The first shipments of wood pellets and aggregates were exported from west coast port
Belledune - The joint provincial-federal funding announcement that preceded the Belledune Port Authority's annual general meeting was not the only good news received last Friday afternoon.
After hearing that the provincial and federal governments will provide a combined $46.8 million towards a $61.2 million project for renovation and expansion of infrastructure at the port, attendees at the AGM received the welcome news that in 2008 the port had achieved its fourth consecutive year of profitability.

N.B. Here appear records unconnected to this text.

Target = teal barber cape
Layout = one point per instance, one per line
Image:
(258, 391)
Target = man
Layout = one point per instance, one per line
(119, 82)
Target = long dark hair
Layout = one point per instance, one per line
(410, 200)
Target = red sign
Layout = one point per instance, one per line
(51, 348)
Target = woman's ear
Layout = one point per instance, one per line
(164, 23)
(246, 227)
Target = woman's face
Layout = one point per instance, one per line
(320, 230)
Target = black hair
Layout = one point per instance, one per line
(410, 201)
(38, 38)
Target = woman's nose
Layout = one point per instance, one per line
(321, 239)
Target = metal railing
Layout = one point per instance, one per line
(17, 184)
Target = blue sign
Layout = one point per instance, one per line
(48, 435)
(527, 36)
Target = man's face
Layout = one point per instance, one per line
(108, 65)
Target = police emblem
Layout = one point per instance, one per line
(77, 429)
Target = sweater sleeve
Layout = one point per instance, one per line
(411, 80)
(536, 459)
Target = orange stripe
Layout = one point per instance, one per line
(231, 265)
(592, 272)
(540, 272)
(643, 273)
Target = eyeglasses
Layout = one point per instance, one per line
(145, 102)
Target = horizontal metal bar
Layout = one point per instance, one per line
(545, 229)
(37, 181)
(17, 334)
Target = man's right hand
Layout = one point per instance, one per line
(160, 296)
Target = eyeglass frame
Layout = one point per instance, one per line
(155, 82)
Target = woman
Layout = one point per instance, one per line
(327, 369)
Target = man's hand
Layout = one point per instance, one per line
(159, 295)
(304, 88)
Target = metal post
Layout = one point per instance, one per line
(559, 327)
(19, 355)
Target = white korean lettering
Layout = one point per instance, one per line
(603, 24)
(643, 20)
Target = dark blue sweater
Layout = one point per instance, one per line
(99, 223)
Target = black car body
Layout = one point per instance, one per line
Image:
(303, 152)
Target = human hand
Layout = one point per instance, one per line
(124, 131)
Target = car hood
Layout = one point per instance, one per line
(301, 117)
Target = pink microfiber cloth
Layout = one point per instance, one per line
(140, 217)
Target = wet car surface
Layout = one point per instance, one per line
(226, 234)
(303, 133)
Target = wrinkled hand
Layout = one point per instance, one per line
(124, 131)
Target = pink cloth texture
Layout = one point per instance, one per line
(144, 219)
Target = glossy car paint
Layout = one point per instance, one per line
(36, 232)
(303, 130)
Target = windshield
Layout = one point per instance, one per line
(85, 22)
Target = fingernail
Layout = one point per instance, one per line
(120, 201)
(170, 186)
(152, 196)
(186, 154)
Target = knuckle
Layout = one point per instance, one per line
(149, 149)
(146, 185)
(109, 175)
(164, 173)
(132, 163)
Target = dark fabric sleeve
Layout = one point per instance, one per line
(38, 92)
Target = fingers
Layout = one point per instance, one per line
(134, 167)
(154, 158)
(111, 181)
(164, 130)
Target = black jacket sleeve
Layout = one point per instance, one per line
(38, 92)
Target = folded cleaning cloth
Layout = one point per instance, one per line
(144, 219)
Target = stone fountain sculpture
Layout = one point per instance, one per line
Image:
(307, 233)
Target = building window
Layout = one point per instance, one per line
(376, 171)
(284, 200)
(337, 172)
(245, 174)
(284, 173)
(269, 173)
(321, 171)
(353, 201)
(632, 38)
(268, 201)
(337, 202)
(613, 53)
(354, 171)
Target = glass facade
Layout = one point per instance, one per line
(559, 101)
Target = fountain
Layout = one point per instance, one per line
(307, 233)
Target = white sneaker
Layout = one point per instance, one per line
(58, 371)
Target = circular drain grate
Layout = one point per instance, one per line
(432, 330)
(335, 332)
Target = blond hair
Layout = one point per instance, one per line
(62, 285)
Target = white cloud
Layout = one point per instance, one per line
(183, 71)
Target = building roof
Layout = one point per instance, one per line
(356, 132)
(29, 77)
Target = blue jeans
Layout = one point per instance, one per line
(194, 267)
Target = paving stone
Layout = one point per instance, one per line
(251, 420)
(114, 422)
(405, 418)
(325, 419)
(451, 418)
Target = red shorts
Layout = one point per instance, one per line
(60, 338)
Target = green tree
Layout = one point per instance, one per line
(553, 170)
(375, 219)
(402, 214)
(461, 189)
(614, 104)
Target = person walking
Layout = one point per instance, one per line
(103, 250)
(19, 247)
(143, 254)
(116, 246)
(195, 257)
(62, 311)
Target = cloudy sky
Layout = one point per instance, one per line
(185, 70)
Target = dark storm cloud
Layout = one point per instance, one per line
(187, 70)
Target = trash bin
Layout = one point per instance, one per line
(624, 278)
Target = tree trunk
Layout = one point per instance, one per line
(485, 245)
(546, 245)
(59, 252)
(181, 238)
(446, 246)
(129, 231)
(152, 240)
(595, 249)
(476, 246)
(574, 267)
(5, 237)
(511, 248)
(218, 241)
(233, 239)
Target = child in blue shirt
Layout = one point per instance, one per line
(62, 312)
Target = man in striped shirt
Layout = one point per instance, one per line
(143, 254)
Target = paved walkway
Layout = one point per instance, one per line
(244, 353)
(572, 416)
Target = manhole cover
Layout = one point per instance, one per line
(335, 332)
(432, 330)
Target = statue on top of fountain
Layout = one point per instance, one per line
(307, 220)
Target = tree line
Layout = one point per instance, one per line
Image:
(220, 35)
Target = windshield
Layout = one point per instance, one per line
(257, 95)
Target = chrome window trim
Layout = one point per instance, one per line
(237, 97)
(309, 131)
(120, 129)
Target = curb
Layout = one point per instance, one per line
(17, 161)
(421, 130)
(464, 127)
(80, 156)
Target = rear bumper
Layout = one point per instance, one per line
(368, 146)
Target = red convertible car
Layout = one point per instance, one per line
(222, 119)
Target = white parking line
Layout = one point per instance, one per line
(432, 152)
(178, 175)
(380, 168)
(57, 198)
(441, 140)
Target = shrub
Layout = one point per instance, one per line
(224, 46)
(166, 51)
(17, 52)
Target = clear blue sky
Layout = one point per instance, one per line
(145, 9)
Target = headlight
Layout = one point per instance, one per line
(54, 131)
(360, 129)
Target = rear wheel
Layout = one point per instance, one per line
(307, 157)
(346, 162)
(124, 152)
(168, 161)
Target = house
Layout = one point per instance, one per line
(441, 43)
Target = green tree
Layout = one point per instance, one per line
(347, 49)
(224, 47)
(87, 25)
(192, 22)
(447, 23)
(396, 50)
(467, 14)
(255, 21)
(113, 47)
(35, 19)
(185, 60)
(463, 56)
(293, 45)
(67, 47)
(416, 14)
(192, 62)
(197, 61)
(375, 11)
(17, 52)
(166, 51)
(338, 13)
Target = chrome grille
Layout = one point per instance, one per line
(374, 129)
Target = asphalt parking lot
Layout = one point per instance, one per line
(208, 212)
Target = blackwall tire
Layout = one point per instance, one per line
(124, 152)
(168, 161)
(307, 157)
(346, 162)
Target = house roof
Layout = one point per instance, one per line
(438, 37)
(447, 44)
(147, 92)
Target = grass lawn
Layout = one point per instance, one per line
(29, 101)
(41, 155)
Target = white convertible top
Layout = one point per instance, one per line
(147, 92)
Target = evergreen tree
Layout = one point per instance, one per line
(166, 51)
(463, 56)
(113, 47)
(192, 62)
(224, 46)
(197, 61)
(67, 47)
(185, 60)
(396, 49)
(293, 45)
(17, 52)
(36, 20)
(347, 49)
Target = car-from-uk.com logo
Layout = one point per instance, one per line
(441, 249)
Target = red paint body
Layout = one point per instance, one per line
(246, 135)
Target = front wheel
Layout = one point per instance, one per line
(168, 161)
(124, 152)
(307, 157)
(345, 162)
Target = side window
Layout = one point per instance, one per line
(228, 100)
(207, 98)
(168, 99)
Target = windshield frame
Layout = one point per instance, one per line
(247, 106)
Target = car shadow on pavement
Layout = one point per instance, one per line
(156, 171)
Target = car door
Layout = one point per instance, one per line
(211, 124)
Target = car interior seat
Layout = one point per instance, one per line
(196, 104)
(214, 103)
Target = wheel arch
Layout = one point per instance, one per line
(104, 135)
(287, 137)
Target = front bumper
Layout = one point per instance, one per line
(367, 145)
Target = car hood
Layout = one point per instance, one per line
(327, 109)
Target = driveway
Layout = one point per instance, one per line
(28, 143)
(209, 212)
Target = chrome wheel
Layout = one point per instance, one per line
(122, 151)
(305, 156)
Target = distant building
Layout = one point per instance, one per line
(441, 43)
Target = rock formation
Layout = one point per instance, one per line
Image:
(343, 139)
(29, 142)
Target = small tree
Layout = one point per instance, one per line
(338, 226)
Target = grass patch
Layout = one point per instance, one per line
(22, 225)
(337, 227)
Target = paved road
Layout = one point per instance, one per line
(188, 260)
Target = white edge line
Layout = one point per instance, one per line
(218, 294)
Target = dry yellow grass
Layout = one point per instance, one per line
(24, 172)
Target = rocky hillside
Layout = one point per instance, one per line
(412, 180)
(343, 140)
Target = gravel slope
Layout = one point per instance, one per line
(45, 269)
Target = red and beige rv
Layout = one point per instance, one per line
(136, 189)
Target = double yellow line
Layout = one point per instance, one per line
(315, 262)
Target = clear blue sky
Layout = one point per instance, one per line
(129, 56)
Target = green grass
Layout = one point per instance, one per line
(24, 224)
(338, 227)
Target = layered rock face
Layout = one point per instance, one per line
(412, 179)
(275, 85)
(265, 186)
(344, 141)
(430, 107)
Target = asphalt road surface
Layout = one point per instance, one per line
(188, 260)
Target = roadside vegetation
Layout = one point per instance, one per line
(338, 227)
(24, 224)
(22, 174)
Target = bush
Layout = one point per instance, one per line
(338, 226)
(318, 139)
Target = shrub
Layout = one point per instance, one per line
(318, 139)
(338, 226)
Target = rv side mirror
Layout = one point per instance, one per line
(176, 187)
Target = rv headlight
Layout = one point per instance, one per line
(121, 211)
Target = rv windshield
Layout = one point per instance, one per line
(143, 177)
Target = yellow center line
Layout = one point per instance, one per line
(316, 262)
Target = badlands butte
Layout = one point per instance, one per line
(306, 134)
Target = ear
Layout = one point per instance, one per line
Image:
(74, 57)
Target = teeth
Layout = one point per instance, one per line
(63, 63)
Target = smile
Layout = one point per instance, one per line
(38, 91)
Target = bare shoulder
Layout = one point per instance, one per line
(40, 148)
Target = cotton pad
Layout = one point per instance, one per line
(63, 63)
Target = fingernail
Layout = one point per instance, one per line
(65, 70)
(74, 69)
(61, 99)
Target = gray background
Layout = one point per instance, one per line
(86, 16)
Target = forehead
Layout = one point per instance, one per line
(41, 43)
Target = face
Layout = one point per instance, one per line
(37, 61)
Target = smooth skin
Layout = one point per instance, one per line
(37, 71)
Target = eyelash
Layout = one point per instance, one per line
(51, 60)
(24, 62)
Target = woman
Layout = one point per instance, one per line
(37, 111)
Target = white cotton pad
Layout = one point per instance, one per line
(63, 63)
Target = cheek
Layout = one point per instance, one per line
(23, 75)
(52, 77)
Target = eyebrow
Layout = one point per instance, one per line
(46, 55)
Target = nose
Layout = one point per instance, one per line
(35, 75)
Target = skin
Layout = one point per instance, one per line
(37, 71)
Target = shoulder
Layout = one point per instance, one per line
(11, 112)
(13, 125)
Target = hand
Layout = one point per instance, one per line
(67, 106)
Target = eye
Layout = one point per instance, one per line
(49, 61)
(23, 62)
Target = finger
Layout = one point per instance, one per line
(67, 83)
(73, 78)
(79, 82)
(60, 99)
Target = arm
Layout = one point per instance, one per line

Net income for 2008 was $2,454,761, up from $1,931,082 in 2007, a rise of 27 per cent. This was assisted by a 10 per cent increase in revenue. The Port's business saw a 30 per cent increase in tonnage handled and a 33 per cent increase in vessels calling on the port, according to Claude Doucet, Chairman of the Board of Directors of the Belledune Port Authority.
Doucet noted that in 2008 the M. D. Young Terminal celebrated its tenth anniversary. In partnership with The Shaw Group Inc. and Envirem Technologies Inc. the first shipments of wood pellets and aggregates were exported. One of the two warehouses completed last year is now used for the storage of wood pellets. The aggregate is stockpiled directly before it is shipped.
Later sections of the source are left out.